In his talk, Carrón identified individualism as the strongest temptation in this period of crisis…
The concept of “individual,” as an abstract individual, is typical of modernity. The Enlightenment was a violent break with earlier tradition and with the concept of “person.” The concept of the single, unique person was replaced by the theoretical concept of the individual, or the citizen. For the Enlightenment, the individual, separated from all communitarian or historical belonging, is essentially solitary; he lives a spiritual solitude, even though he proclaims universal brotherhood. The true individual, the person in his concrete singularity, is the one who is aware that he owes what he is to others–firstly to his parents–and that he needs others in order to live. Christian anthropology is that which has defended the true individual most; it has always spoken of the unrepeatable individual.
I quote: “The individualist sees in the other a threat to his attainment of happiness, as in the saying that defines the attitude of this mentality: homo homini lupus.”
The basic mistake in our mentality is that of having inverted the order of economic means and communitarian ends. Accumulating wealth takes the place of the ends, producing a very painful personal and social laceration. The economic crisis is primarily a crisis in community life, which exasperates greed for economic goods and generates an economic crisis. The inevitable tension between the individual and the community undergoes the effects of original sin, the ongoing tendency to fall. When in Europe we speak of a social fabric that is born of Christianity, we are not speaking of an idyllic or paradisiacal reality. Chesterton said that a Christian society is not a society of virtuous men, but simply of men, and Nicolás Gómez Dávila says that a Christain society is not a society of men who don’t do wrong, but in which they acknowledge when they do wrong. Only then is correction possible.

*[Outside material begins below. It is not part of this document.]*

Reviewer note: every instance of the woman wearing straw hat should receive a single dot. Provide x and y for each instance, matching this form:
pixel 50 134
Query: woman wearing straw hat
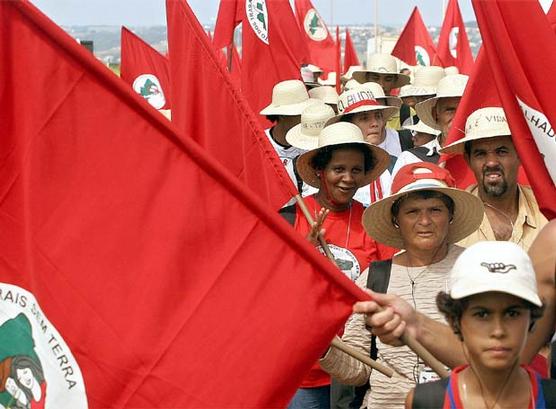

So it’s not an ethical problem?
It’s a moral problem, of trust between people. In a society for which economy is not everything, in a pre-modern society, when a person got to know a stranger, he immediately considered him a collaborator, a friend. The basis for human relationship was trust, a priori.

Whereas now?
When one is faced with a stranger, he treats him as a potential enemy. This lack of trust is what has brought about the proliferation of rights.  Underlying the exacerbated concept of “rights” typical of the modern era—and of which Spain is giving a woeful example—is a reactive, preventive presupposition. We all demand rights to defend ourselves preventively from the threat that others represent. What Fr. Carrón says about the proliferation of rules is quite right. It presupposes that we must defend ourselves from the harm that others (whom we don’t even know) could cause us. It’s monstrous. 

“This is the paradox of modernity: the more it encourages individualism, the more it is forced to multiply the rules to restrain the ‘wolf’ lurking in each of us.” This judgment conforms to the conception of the modern state….
The drama of the modern state is that it arrogates to itself the presumption–through the sovereignty it ascribes to itself–to organize communitarian life as if there had been no pre-political or meta-political life before. And the tragedy is that we are beginning to have it no longer. The modern state is able to rise up like a predatory eagle over social life in order to plan it from square one, since it has been this social life that  opened the way for it, as the fabric of the community gradually breaks down. It ends up as a form of totalitarian state. There have always been tyrannical and despotic states, but the totalitarian state is a very precise modern product–a state that intends to plan civil life totally, to impregnate social life with scorn for everything that existed before. It is an absolute abstraction of real human life, which aims at social engineering of a geometric kind on this life. It is perverse and constitutively terrifying. I ask myself: how can you plan social life?

What’s the answer?
It is an impossible venture. Communitarian organisms, born of solidarity in human life, cannot be programmed. The modern state was defined during the Enlightenment, which is the project through which human reason–since it attributes to itself an absolute, positive jurisdiction–can plan social life in purely rational terms. So all the existing communitarian traditions must disappear, since they are an obstacle. The tragedy is that you can begin to outline this project only when communitarian life begins to disappear, and all that remains is the abstract selfishness of Hobbes’ homo homini lupus cited by Fr. Carrón.

With such a scenario, what alternative do we have?
Frankly, I’m very worried. But even if it will cost me a lot of effort, I don’t want to give in to anthropological pessimism. I don’t think there is a political or economic way out of the situation we are in, not until the communitarian fabric is regenerated. And this is the fascinating aspect of people like you, of all your works. Here there is not a political alternative, but rather a meta-political alternative. There is no other way out, other than building community as far as possible, time and time again, without flagging.

Where can we find the strength to build without giving in to skepticism? Carrón replies with an affirmation of Fr. Giussani: “You can’t remain in the love for yourself unless Christ is a presence like a mother is a presence for her child.”
There will be times when we will lack the strength, but what can we depend upon? On what is there. This simple affirmation is the opposite of modernity, which wants to suppress what exists so as to replace it with a project based on nothing. I would rather say, let’s start off from what is there, or nothing. Where is the presence of Christ? Where someone loves you; where someone all of a sudden says, “I’m loved!” And this makes you go on wanting to love. There is no other way. What is left of this experience is the hope for political life.

Why?
So as not to fall into the two extremes of violence–toward oneself and others–you have to be sure that in your daily life someone loves you and so you yourself can go on loving. All progressive teachers would laugh at such an affirmation, but this elementary fact is the deepest truth. I was a Marxist for many years, but when I saw that it was a huge trap I realized that universal love in the abstract does not exist. Those who claim they are acting in the name of an abstract universal love are, in fact, many times, acting out of hatred or rancor. Love that is not concrete leaves no space for true charity. Love can only be concrete and personal. That is why an experience like that of the CDO is so wonderful, from what I hear from your reports.